Starting a manufacturing business
If you're thinking of starting a manufacturing business, here are five tips to consider:
- Assess your business model. Manufacturers have been around for more than a century, which means there's a wealth of information and education. Before you set up your warehouse management system and supply chain system, take the time to learn from other manufacturing models and apply best practices to your own initiative.
- Start with a manufacturing business plan. This plan should answer questions about the product or service, your competition (both the market and other companies) for said product, the skilled tradespeople available, startup costs and the type of business financial guidance and tools required. While you're building your plan, reach out to consultants in various fields, including finance, accounting and manufacturing.
- Reach out to industry sources. Ideally before you start your business, you'll want to make sure you are aware of and have access to the resources available to support your manufacturing business endeavour. This includes materials, hydro and warehousing space. You could build a factory, but the ideal situation would be to find a factory that has all these resources already and purchase it.
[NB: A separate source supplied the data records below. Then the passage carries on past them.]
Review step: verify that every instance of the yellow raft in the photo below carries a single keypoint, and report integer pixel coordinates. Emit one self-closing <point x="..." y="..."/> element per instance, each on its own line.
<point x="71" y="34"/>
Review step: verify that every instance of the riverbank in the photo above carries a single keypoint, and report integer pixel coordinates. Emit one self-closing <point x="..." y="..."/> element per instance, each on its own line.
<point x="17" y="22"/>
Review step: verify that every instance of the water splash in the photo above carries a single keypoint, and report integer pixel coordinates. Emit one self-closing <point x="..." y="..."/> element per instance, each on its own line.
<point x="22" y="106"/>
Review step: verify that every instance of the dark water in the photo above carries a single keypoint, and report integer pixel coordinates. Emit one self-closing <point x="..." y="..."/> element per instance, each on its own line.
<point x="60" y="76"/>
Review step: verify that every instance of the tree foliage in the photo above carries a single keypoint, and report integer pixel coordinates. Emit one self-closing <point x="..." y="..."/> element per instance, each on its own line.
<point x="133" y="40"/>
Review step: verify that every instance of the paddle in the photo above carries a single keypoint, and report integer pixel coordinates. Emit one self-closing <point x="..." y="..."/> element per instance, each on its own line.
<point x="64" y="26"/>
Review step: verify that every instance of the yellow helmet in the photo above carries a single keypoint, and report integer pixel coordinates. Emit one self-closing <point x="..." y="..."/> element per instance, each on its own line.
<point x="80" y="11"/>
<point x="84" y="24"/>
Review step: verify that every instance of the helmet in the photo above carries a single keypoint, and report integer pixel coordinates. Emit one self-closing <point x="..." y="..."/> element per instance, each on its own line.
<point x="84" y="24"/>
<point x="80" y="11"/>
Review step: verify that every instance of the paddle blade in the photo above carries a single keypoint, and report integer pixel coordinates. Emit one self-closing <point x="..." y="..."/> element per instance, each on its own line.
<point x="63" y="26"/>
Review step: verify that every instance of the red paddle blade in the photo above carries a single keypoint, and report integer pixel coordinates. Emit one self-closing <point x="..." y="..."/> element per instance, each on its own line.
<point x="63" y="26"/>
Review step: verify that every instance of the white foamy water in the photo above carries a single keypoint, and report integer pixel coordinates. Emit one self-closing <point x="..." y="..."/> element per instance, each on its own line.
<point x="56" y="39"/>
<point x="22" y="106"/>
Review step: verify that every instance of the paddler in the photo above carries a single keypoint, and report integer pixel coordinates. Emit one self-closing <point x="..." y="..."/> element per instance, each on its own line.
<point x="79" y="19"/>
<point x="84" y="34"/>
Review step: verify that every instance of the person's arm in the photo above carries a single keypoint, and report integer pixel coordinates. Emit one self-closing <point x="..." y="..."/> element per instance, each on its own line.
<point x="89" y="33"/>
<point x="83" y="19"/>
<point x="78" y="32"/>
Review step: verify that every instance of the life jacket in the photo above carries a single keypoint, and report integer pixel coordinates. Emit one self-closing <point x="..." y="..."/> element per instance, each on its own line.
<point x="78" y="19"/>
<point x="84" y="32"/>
- Determine the best location. When looking for a space for your manufacturing business, look out for transportation links to easily facilitate shopping and receiving of raw materials and final products, as well as access to and from your site for employees and customers, as needed. Cost does play a factor, and that can include any business taxes to set up in your chosen area. Be sure to evaluate these costs against the ease of having accessible links to your market.
- Recruit the right team. Every good business needs a good team. You'll want to surround yourself with experienced, enthusiastic team members who believe in the goals of your manufacturing business. Hire a top-notch financial team and great managers and allocate budget for skilled tradespeople. Remember, there are more jobs than people to fill them so offer competitive salaries to find and retain the best employees.
It is an exciting time in the manufacturing industry. There are uncertainties, but there are also opportunities for entrepreneurs to enter the industry and take advantage of the disruption that's happening. A manufacturing business plan, combined with a trusted group of experts, can help you take advantage of the flourishing industry.
This article is intended for general informational purposes only and does not constitute legal advice or an opinion on any issue. It should not be regarded as comprehensive or a substitute for professional advice.